Now you can apply Graphite functions to these metrics, like aliasByNode(), to reformat the metric names on the graph:

Best Practices for Monitoring Network Performance Using Telegraf - 3

Grafana has many additional options, like configuring dashboard variables and annotations. You can also use different visualizations, modify the display, set the units of measurement, and much more.

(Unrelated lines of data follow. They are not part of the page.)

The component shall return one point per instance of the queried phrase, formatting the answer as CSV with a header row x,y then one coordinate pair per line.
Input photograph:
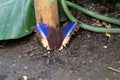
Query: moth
x,y
51,38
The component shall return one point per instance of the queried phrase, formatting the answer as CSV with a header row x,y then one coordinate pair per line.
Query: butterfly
x,y
51,38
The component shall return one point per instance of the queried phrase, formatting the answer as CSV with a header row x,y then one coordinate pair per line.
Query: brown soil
x,y
87,57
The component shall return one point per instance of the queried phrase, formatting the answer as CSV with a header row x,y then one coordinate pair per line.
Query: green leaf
x,y
62,15
17,18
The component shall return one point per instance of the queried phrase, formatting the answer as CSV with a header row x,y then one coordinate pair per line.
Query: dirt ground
x,y
89,56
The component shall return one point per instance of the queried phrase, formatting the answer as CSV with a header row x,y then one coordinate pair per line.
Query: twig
x,y
113,69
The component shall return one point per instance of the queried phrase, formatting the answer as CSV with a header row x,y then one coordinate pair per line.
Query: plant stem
x,y
93,14
85,26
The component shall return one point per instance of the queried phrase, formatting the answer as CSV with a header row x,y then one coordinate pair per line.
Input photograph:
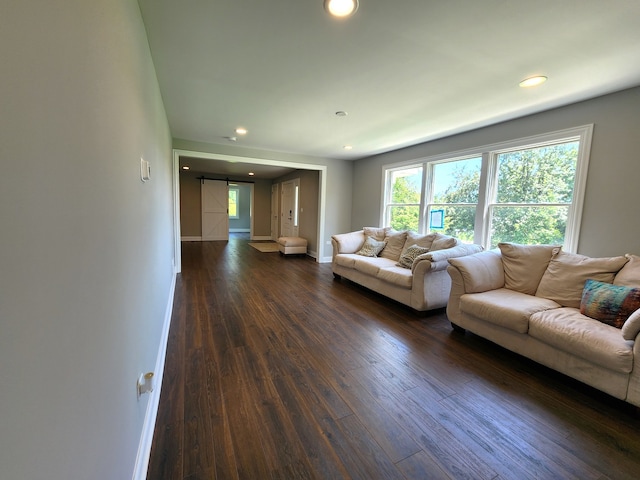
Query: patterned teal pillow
x,y
409,255
611,304
371,247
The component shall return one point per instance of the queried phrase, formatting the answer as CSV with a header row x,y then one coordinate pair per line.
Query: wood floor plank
x,y
275,370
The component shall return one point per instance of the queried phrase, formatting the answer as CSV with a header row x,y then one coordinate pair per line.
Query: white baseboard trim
x,y
148,427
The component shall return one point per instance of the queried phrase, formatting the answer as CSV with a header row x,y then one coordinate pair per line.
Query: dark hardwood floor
x,y
276,371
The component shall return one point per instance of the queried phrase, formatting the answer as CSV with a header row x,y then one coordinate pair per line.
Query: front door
x,y
289,208
215,210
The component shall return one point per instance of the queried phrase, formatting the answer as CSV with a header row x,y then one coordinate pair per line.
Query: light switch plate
x,y
145,170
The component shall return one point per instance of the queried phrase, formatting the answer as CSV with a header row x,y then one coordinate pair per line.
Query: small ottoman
x,y
292,245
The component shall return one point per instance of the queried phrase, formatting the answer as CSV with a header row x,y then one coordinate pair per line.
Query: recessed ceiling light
x,y
341,8
533,81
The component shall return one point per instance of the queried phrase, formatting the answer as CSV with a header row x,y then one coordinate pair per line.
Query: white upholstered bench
x,y
292,245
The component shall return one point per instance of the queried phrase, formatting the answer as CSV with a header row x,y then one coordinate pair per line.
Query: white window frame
x,y
488,180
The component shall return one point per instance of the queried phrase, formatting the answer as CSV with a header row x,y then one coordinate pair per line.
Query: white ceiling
x,y
406,71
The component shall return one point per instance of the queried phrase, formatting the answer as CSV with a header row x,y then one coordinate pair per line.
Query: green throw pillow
x,y
610,304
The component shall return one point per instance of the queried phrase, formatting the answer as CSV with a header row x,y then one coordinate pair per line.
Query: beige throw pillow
x,y
378,233
629,276
371,247
564,279
395,244
524,265
440,242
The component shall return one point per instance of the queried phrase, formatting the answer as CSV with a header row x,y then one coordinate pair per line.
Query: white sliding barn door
x,y
274,212
215,210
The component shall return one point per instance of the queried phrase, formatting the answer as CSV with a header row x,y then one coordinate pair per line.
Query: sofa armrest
x,y
347,242
479,272
631,327
438,259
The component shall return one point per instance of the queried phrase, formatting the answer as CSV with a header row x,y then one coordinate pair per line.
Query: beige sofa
x,y
529,299
422,283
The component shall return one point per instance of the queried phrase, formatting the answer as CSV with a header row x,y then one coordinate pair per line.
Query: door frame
x,y
177,153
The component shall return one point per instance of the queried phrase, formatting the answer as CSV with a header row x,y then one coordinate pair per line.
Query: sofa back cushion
x,y
567,273
524,265
424,241
629,276
394,245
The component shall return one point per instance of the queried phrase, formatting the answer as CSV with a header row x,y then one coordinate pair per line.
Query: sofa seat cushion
x,y
568,330
347,260
504,307
399,276
371,265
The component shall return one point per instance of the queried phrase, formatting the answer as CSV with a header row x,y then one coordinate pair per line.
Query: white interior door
x,y
215,210
289,208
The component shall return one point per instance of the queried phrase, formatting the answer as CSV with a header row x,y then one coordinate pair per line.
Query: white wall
x,y
86,248
609,221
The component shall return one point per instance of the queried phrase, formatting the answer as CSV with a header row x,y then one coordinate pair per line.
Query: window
x,y
234,198
526,191
453,197
533,194
404,190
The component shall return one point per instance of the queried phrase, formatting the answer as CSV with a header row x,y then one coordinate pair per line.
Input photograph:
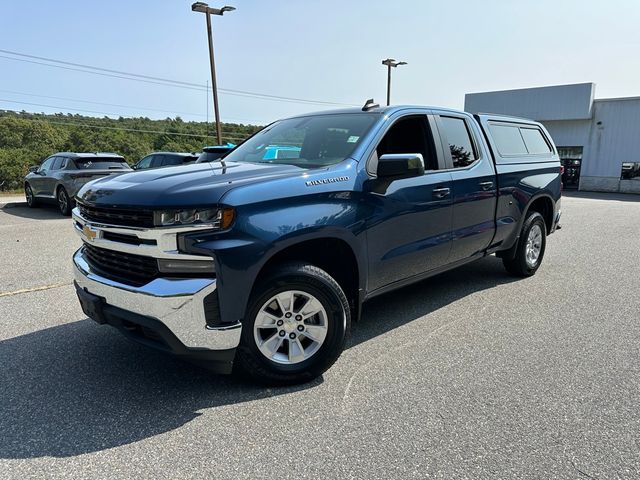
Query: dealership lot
x,y
471,374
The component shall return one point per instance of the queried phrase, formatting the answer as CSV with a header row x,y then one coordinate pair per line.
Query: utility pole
x,y
390,62
208,11
207,97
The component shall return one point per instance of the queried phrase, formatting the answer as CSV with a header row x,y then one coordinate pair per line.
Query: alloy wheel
x,y
290,327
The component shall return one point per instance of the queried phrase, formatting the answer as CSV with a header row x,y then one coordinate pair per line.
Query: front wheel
x,y
531,246
297,323
64,202
31,199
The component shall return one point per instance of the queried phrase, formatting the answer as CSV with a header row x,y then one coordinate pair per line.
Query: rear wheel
x,y
64,202
31,199
297,323
531,246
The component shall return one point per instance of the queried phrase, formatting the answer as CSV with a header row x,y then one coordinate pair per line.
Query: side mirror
x,y
400,165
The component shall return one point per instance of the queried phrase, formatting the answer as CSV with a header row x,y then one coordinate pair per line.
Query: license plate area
x,y
92,305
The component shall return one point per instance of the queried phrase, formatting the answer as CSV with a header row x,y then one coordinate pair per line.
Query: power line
x,y
165,81
160,132
67,108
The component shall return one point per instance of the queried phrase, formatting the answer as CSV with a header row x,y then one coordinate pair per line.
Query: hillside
x,y
27,138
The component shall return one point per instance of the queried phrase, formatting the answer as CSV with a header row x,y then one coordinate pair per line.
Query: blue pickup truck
x,y
262,262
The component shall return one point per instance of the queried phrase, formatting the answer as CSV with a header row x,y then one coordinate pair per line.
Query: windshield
x,y
307,142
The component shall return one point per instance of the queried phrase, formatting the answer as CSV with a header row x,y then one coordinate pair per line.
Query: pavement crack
x,y
33,289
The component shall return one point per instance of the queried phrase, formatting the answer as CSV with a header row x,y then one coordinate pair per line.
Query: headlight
x,y
220,218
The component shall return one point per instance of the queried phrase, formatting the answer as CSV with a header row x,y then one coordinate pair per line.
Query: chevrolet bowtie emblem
x,y
89,233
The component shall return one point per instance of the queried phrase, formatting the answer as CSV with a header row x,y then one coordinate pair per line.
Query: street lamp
x,y
390,62
208,11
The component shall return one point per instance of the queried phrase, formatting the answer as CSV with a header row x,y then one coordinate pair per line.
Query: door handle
x,y
441,192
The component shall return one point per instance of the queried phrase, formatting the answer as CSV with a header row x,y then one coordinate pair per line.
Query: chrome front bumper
x,y
176,303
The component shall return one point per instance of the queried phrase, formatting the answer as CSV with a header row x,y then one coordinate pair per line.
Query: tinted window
x,y
99,163
46,165
322,139
508,139
175,160
211,156
534,141
456,134
630,171
410,135
57,163
145,162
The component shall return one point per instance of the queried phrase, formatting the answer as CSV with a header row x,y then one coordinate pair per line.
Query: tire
x,y
533,237
64,202
271,357
31,199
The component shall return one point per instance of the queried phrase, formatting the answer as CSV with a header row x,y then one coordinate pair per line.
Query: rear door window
x,y
172,160
145,162
534,141
508,139
100,163
456,135
46,165
57,163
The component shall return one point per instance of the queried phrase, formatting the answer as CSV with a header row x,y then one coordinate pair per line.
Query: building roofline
x,y
616,99
531,88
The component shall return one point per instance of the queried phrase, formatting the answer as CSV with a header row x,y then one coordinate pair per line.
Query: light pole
x,y
208,11
390,62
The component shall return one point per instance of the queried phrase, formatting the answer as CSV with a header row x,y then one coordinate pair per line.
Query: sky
x,y
324,51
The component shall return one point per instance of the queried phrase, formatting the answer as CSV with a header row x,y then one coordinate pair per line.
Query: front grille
x,y
123,267
117,216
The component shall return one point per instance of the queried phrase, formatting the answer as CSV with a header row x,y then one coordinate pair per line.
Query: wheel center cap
x,y
289,324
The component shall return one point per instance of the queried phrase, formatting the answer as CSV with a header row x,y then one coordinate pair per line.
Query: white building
x,y
598,139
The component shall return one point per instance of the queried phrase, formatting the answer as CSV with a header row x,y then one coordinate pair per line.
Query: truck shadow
x,y
42,212
79,388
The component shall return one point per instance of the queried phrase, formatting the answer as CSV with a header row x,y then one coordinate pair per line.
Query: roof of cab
x,y
385,110
89,154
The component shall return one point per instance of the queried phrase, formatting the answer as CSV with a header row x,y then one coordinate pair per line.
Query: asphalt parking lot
x,y
471,374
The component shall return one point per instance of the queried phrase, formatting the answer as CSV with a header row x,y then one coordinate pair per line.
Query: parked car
x,y
267,263
165,159
216,152
59,177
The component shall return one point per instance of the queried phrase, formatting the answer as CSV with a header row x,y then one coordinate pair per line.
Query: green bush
x,y
26,139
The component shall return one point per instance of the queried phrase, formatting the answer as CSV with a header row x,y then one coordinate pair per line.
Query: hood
x,y
182,186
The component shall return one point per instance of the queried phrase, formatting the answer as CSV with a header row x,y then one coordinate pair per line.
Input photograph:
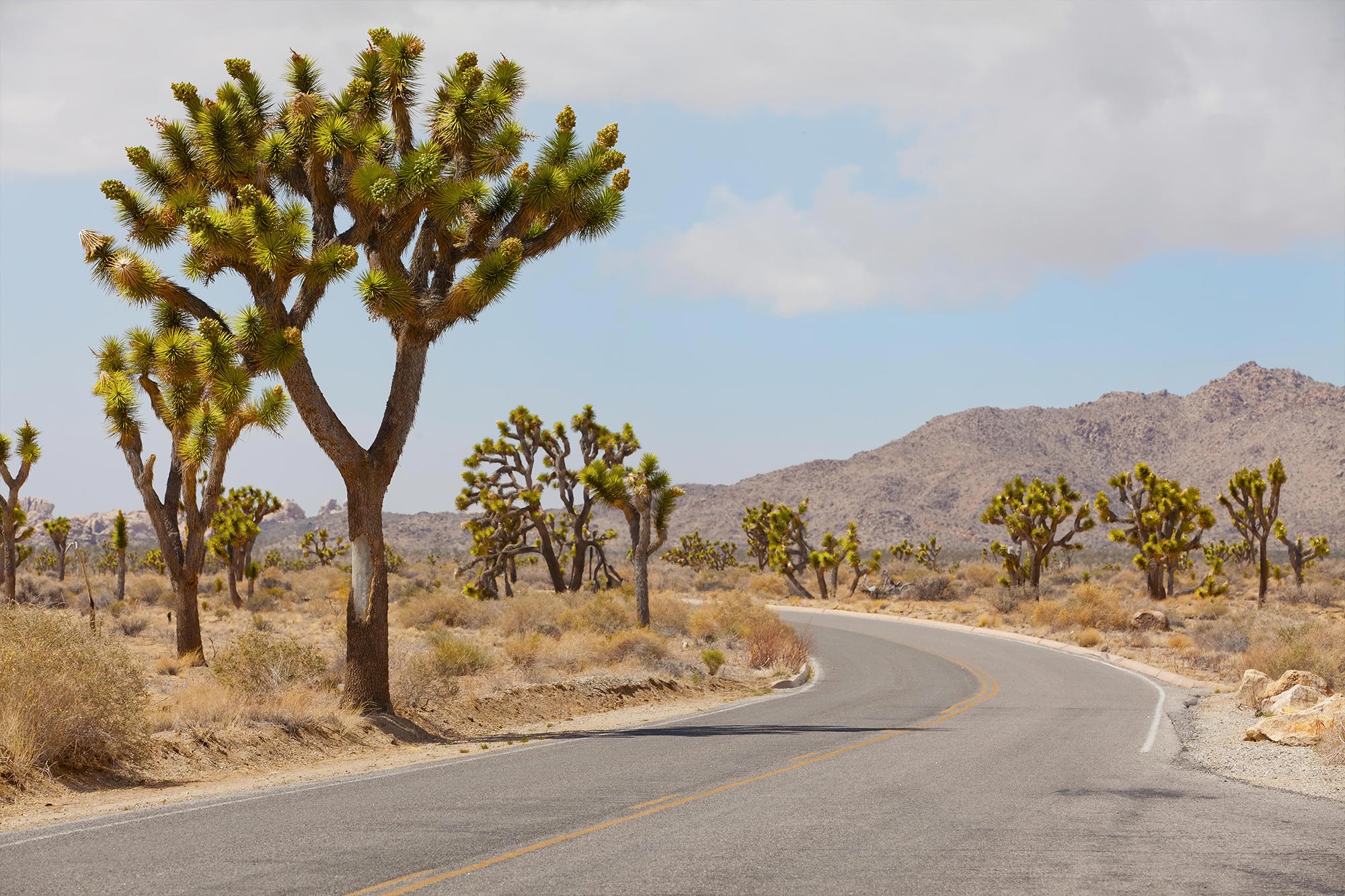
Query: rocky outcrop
x,y
1149,620
1300,728
1253,688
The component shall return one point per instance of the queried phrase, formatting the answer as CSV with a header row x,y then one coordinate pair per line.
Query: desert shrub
x,y
454,655
640,645
938,587
532,612
773,642
260,663
1093,607
669,615
1222,635
1089,638
131,624
603,612
1332,745
68,697
981,576
1317,647
455,610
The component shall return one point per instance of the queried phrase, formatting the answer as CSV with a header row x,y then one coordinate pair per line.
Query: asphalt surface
x,y
922,762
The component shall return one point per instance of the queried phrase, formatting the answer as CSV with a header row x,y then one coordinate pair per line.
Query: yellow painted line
x,y
389,883
654,802
989,688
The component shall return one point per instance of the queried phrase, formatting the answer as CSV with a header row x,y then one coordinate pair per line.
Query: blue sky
x,y
828,240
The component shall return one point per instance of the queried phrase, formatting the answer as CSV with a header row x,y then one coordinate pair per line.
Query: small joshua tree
x,y
508,477
781,533
233,532
314,544
1301,555
13,517
1253,505
291,194
120,541
1160,518
59,530
699,553
648,497
1032,516
198,382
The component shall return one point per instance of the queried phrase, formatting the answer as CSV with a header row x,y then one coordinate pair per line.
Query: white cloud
x,y
1044,136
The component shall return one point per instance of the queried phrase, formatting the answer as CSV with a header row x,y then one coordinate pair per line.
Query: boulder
x,y
1253,688
1149,620
1301,728
1296,677
1295,698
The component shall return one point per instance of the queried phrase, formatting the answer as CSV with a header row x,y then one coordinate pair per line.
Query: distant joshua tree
x,y
1253,505
1032,516
648,497
59,530
13,517
1160,518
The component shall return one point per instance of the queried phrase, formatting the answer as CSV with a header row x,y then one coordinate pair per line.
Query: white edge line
x,y
151,813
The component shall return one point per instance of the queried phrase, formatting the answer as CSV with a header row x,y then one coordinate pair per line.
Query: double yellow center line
x,y
989,688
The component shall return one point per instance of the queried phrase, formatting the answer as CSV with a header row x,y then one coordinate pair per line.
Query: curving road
x,y
923,762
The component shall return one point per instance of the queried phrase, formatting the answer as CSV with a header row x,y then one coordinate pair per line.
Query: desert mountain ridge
x,y
937,479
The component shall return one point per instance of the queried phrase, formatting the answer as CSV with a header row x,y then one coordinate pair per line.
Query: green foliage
x,y
314,545
1164,521
508,478
699,553
1032,516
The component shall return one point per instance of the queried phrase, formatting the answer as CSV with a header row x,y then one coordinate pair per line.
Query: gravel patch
x,y
1213,737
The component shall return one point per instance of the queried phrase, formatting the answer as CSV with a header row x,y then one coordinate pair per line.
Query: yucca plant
x,y
13,517
198,381
59,530
120,541
1160,518
506,479
291,193
1253,505
1032,516
648,497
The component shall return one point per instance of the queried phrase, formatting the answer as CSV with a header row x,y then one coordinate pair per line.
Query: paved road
x,y
923,762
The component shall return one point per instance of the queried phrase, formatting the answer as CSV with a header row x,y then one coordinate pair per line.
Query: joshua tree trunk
x,y
367,611
642,571
1155,581
122,573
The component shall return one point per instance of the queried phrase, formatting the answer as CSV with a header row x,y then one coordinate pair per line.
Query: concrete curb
x,y
1122,662
798,680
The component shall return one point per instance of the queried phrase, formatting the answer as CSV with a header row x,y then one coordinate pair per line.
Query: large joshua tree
x,y
1034,516
198,385
648,497
1157,517
11,514
1253,505
289,196
508,478
59,530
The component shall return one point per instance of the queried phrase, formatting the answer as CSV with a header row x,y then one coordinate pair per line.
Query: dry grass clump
x,y
213,706
68,697
262,663
603,612
454,610
1089,638
1313,645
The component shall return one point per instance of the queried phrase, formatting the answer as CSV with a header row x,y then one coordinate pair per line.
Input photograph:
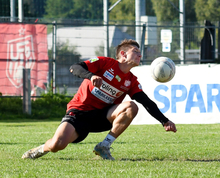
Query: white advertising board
x,y
191,97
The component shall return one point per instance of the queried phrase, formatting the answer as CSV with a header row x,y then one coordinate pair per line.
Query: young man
x,y
98,106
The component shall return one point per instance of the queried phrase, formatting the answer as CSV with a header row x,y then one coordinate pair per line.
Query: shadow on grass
x,y
165,159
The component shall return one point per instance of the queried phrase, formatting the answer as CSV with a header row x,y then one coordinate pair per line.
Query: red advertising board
x,y
22,46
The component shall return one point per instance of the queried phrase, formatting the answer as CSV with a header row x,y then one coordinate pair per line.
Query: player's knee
x,y
57,145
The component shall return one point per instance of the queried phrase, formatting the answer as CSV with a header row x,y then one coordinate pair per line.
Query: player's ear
x,y
123,53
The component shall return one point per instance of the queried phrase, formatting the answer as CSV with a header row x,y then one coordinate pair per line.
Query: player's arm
x,y
81,70
152,108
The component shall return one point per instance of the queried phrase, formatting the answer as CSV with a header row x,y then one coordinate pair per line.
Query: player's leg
x,y
64,135
120,116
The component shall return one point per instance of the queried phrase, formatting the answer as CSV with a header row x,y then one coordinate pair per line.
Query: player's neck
x,y
125,68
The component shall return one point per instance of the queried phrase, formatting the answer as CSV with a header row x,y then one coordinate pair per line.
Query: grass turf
x,y
141,151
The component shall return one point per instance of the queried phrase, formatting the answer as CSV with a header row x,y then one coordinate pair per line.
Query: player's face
x,y
133,56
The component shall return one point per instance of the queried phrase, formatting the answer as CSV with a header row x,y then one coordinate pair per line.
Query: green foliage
x,y
75,9
207,10
46,107
125,10
141,151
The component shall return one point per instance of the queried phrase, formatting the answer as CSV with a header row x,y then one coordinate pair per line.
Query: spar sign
x,y
22,47
191,97
20,54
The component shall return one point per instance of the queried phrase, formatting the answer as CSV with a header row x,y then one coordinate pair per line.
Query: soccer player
x,y
98,105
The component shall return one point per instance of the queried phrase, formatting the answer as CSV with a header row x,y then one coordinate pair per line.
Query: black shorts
x,y
88,121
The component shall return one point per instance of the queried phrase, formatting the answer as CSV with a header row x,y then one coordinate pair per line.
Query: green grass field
x,y
141,151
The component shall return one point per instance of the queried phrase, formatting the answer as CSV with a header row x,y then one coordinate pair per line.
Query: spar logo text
x,y
204,101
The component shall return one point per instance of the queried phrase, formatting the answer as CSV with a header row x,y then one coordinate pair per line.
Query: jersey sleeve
x,y
97,63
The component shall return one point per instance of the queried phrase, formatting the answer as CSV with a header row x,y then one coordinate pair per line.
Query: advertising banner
x,y
22,46
191,97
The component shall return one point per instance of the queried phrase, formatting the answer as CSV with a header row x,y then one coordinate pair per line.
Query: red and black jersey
x,y
115,85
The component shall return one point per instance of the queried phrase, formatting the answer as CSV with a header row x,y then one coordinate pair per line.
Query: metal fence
x,y
68,43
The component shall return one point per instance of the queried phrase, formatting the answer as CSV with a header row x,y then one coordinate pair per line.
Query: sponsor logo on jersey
x,y
108,75
118,78
93,59
112,91
102,96
140,87
127,83
124,88
111,70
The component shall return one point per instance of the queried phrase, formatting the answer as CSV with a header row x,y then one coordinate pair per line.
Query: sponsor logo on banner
x,y
110,89
20,55
118,78
111,70
108,75
93,60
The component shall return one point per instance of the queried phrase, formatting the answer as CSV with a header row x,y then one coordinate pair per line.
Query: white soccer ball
x,y
163,69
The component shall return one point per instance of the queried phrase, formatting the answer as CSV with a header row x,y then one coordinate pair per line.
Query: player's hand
x,y
170,126
96,81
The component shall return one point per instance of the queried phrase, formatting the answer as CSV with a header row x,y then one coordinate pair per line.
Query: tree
x,y
169,10
207,10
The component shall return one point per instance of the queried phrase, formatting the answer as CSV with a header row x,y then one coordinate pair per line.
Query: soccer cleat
x,y
102,151
34,153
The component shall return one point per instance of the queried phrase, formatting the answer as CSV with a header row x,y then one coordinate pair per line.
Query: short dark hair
x,y
125,45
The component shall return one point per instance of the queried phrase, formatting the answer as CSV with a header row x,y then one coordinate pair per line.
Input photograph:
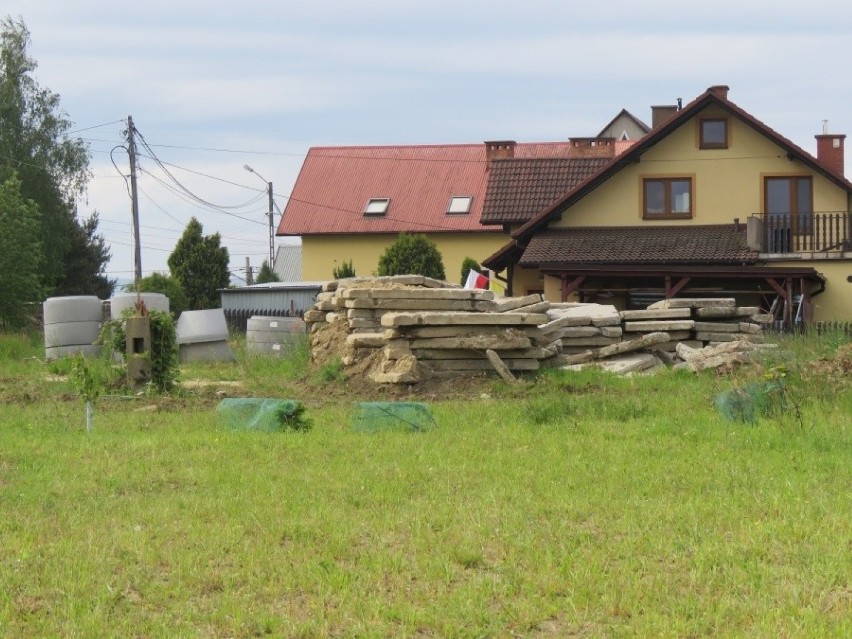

Hosted Graphite also has a pre-configured dashboard for Telegraf metrics located in their Dashboard Library:

Best Practices for Monitoring Network Performance Using Telegraf - 4

Once this dashboard is generated in your account, you can locate it in your Primary Dashboards to see system metrics (CPU, mem, disk) displayed, including a row for hardware temperatures:

Best Practices for Monitoring Network Performance Using Telegraf - 5

See the Hosted Graphite dashboard docs for more details.

Creating Graphite Alerts

In the Hosted Graphite UI, navigate to Alerts => Graphite Alerts to create a new alert. Name the alert, add one of your graphite metrics to the alerting metric field, and add a description of what this alert is:

Best Practices for Monitoring Network Performance Using Telegraf - 6

Then, select the Criteria tab, which will set the threshold, and select a notification channel. The default notification channel is the email you used to sign up for the Hosted Graphite account. Still, you can easily configure a channel for Slack, PagerDuty, Microsoft Teams, and more. See the Hosted Graphite docs for more details on notification channels:

Best Practices for Monitoring Network Performance Using Telegraf - 7

Conclusion

Monitoring network performance is essential for ensuring seamless business operations, maintaining security, enhancing user experiences, meeting compliance standards, and enabling scalability. It ultimately contributes to a business's overall success and efficiency.

Network performance monitoring provides valuable data, and using tools like dashboards and alerts complements this monitoring by providing real-time visualization, proactive identification of issues, historical trend analysis, and facilitating informed decision-making. These are all essential for maintaining a robust and efficient network infrastructure.